The s-curve model of biodiesel transesterification by numerical methods based on brief experimental data

Abstract

An experiment related to biodiesel transesterification was successfully done. The chemical reaction of transesterification was conducted at 65 °C during 14 h of reaction time involving the ratio of methanol and used cooking oil was 70 : 1. An additional catalyst is required upon 10 % of HPA (Heteropoly Acid) as an organic catalyst. The maximum conversion (yield) was achieved by 88.68 % with activation energy (Ea) was 53.99 kJ/mole with Pre-Exponential Factor (A) was obtained 2.9 x 107. Based on those experiments, s-curve modeling was designed. The s-curve was generated through three different selected temperature reactions as follows: 60, 65, and 70 °C (333, 338, and 343 K) with various reaction times 0.5, 1.0, and 2 h respectively.
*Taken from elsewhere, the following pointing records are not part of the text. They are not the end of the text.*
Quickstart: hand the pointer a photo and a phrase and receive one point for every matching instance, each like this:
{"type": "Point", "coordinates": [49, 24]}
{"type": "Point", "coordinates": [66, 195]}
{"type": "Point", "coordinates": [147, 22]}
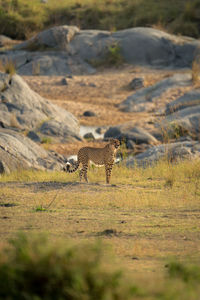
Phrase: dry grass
{"type": "Point", "coordinates": [145, 219]}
The mechanism to build the s-curve model through three stages starting by determination of reaction rate constant (k’) through linear regression equation continued with the curve formation between ln k’ with 1/T to produce a value of Ea and A. To produce the s-curve model was observed through numerical processes, interpreted and analyzed by applying the Avrami equation to determine reaction and temperature time is required by trans esterification reaction between methanol and used cooking oil. Referring to the curve was obtained several results which are the optimum temperature to obtain the best yield, time to obtain a 100 % yield, and time to obtain a determining yield. According to the s-curve model was formed, the time reaction 46.95 h and 22.79 h is able to achieve 100 % and 96.5 % of yield product by plotting reaction of temperature and time. This simulation can be applied to other biodiesel reaction which has different raw materials and types of a catalyst by keeping the same method to be applied through the transesterification method.